Fish farm breakthrough that could save the bluefin
Steve Connor is the Science Editor of The Independent and i. He has won many awards for his journalism, including five-times winner of the prestigious British science writers’ award; the David Perlman Award of the American Geophysical Union; four times highly commended as specialist journalist of the year in the UK Press Awards; UK health journalist of the year and a special merit award of the European School of Oncology for his investigations into the tobacco industry. He has a degree in zoology from the University of Oxford and has a special interest in genetics and medical science, human evolution and origins, climate change and the environment.
Monday 08 August 2011
The prospect of farming the endangered bluefin tuna from eggs to fully mature adults has come a step closer with the first natural mass spawning of the species in captivity.

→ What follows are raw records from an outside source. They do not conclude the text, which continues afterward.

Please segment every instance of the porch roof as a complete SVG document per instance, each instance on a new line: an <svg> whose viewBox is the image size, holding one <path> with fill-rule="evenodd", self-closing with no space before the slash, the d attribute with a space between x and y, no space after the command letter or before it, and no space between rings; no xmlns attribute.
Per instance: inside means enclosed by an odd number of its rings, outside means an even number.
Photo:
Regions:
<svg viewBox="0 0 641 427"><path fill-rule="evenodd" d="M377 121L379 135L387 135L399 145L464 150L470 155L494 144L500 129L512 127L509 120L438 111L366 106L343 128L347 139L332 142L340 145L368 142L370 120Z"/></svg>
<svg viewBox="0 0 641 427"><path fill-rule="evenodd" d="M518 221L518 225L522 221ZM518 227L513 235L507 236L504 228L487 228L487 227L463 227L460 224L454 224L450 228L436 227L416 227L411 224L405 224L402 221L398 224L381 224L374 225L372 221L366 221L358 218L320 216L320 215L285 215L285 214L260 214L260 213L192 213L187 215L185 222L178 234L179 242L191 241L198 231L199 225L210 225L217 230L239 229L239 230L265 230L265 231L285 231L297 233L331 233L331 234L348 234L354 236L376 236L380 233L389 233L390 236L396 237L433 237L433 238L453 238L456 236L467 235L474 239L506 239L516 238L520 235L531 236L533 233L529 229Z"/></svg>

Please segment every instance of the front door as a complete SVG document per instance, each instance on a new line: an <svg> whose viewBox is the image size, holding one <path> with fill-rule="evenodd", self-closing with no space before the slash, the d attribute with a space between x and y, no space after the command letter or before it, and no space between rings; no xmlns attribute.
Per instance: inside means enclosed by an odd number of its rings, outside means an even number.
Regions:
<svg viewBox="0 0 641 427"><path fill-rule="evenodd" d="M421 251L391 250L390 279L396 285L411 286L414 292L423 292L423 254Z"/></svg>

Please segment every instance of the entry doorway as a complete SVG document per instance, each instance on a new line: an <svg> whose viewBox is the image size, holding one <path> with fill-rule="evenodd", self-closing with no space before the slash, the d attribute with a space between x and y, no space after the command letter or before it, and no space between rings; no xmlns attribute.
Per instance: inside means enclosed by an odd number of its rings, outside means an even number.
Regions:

A brood stock of bluefin tuna, used in highly-prized sashimi, have produced millions of eggs that have hatched into larvae at a research facility on Croatia's Adriatic coast operated by a US fish-farming company.
Umami Sustainable Seafood of San Diego said it was the first time that bluefin tuna in captivity had reproduced naturally without being treated artificially with hormones. It may soon be possible to rear bluefin tuna entirely on fish farms without taking them from the wild, the company said.
Umami already "farms" bluefin tuna by capturing young fish in the wild and raising them to adults in pens.
"Although we still have a lot of work left to do in achieving our ultimate goal of developing economically viable processes of raising fish from fry, these results prove that our experience, and our understanding of the species, is paying off," said Oli Valur Steindorsson, Umami's chief executive.